I probably would be at work today had I not learned of my Uncle Van's unexpected death upon return from the VA. This news overwhelmed me to submission though I really was unable to feel much of anything. Uncle Van was the last remaining sibling of my mother. I always expected he would eventually be the sole survivor but nothing is predicable when it comes to death. I don't wish for any reader to get the impression that I am seeking pity from this journal entry for that isn't the case. This has just been an outlet I sometimes use to process things and I know there are some who find my thoughts resourceful at times. I just record it as I see it.

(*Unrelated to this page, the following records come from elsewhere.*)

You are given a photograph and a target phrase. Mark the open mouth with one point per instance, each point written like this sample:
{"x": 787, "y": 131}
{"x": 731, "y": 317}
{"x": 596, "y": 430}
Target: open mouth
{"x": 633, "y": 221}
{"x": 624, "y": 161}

Sometimes life is very sad and unpleasant but there is always a silver lining if we have the patience to wait and seek. Yesterday, I began to grieve yet I felt a sense of rebirth in many ways. I began to open up and allow others to help me realistically face life more completely. I rekindled some old friendships. I witnessed the peacefulness of a baby bunny walk quietly by my feet as two squirrels played on the tree trunk next to me. I accepted the offer from my nephews' dog to rub his belly as he enjoyed the contact and attention. I wasn't ready for the face licking yet and had to decline that offer. I touched a newborn baby yesterday. I realized from the grief that without it none of these simple things would have much meaning for there would be lack of a valid point of reference. For me personally, the greatest lesson of the past week is to stop hiding behind my work and to learn to live more fully. I wish to thank all who have expressed love through your prayers and concerns. May God bless you.
Reader Comments (2)
I appreciate your processing of your work and dealing with your own issues.
I'm thinking of pursuing psychology and I know that I've been guilty of w/o realizing, of others 'stuff' as a massage therapist. I tend to be very empathic, and this is something to monitor as I enter the world as a facilitator to change.
I thank you for the courage to admit that to yourself but to post it as well. You keep yourself in integrity, and it gives me inspiration as well. Thank you!